Daniel Vogelmann parla finalmente del padre, il falsario di Schindler

“Mio padre Schulim mi ha sempre raccontato poco della sua vita, e non solo riguardo alla sua prigionia ad Auschwitz. Certe cose, poi, le ho sapute soltanto molti anni dopo la sua morte, come, per esempio, che c’era anche lui nella lista di Schindler. E io, purtroppo, non gli ho mai chiesto nulla, anche perché è morto quando avevo solo ventisei anni. Qualcosa, però, è giunto miracolosamente fino a me, e così ho scritto questa piccola autobiografia per le mie nipotine. Ma non solo per loro”.

Incontro con l’autore, Daniel Vogelmann, fondatore della casa editrice La Giuntina. Introduce il Presidente del MEIS, Dario Disegni.

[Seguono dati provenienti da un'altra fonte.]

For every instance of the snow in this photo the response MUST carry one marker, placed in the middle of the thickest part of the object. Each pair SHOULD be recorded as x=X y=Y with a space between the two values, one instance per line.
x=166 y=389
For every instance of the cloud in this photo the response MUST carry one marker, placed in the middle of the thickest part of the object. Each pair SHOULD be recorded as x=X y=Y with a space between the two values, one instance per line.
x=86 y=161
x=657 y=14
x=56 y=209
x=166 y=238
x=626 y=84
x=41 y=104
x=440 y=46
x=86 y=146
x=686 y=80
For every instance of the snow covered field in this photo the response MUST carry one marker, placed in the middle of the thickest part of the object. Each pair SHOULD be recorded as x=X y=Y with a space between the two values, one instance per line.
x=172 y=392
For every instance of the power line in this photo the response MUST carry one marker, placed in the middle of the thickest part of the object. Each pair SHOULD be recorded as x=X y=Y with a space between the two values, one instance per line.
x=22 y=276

Evento a ingresso gratuito

Martedì 22 gennaio, ore 16.00

Museo Nazionale dell’Ebraismo Italiano e della Shoah – MEISHOP (Via Piangipane, 81 – Ferrara)

1938. L’Italia razzista

Presentazione del libro di Fabio Isman

Le leggi razziali, precedute da un subdolo censimento che, in realtà, era una vera e propria schedatura, e anticipate da una violenta campagna antisemita, esclusero gli ebrei dalla scuola, dal mondo del lavoro, dalla vita civile. Dal 1938, oltre quattrocento provvedimenti di crescente gravità: alla fine, gli ebrei non potevano possedere una casa, un’impresa, un lavoro e neppure degli oggetti. Una spoliazione sistematica e minuta, confische per oltre centocinquanta milioni di euro odierni. Gli archivi restituiscono le vicende di questa razzia e storie, spesso ignote, di vita e di morte, che l’Italia ha indagato solo dal 1998, con la Commissione presieduta da Tina Anselmi. Ma troppo resta ancora sconosciuto e le restituzioni agli originari proprietari sono state tardive e parziali, come gli indennizzi e i riconoscimenti ai perseguitati.

Con una capillare ricerca, Fabio Isman racconta fatti di frequente ignorati o poco esplorati, dai quali emerge lo spaccato di un Paese non sempre composto da “brava gente”.

Evento a ingresso gratuito

Mercoledì 23 gennaio, ore 10.00

Casa Circondariale (Via Arginone, 327 – Ferrara)

La razzia. Roma, 16 ottobre 1943

Proiezione del film documentario di Ruggero Gabbai

Prima di essere trasformato in museo, l’edificio che ospita il MEIS è stato il carcere di Ferrara, dove furono rinchiusi ebrei e oppositori del regime fascista. E nell’attuale penitenziario cittadino, il MEIS promuove la proiezione del docufilm di Ruggero Gabbai che, a settantacinque anni di distanza, ripercorre una delle pagine più tragiche della storia italiana attraverso le voci di chi l’ha vissuta.

È il 16 ottobre 1943, quando le forze naziste arrestano a Roma oltre 1.250 ebrei. Le vittime devono preparare le valigie e abbandonare le loro case in pochi minuti. Il 18 ottobre sono condotte alla stazione Tiburtina, ammassate in ventotto carri bestiame e deportate nel campo di sterminio di Auschwitz-Birkenau. Solo sedici di loro torneranno.

Dialogo con il regista e con lo storico Marcello Pezzetti, autore dell’opera insieme a Liliana Picciotto.

Evento riservato ai detenuti


Mercoledì 23 gennaio, ore 15.30

Aula Magna del Dipartimento di Giurisprudenza (Corso Ercole I d’Este, 37 – Ferrara)

Le leggi antiebraiche, il razzismo, il ceto dei giuristi

Incontro

L’appuntamento è organizzato dall’Università degli Studi di Ferrara, in collaborazione con il MEIS, con l’Istituto di Storia Contemporanea e con la Comunità ebraica di Ferrara, e si svolge secondo questo programma:

Saluti di Enrico Deidda Gagliardo, Prorettore Vicario dell’Università di Ferrara, e di Daniele Negri, Direttore del Dipartimento di Giurisprudenza; presiede e introduce Baldassare Pastore, Università di Ferrara.

Interventi di Giovanni Canzio, Presidente emerito della Corte di Cassazione, Simonetta Della Seta, Direttore del MEIS, Noemi Di Segni, Presidente dell’Unione delle Comunità Ebraiche Italiane, Marcello Pezzetti, Fondazione Museo della Shoah di Roma, e Anna Quarzi.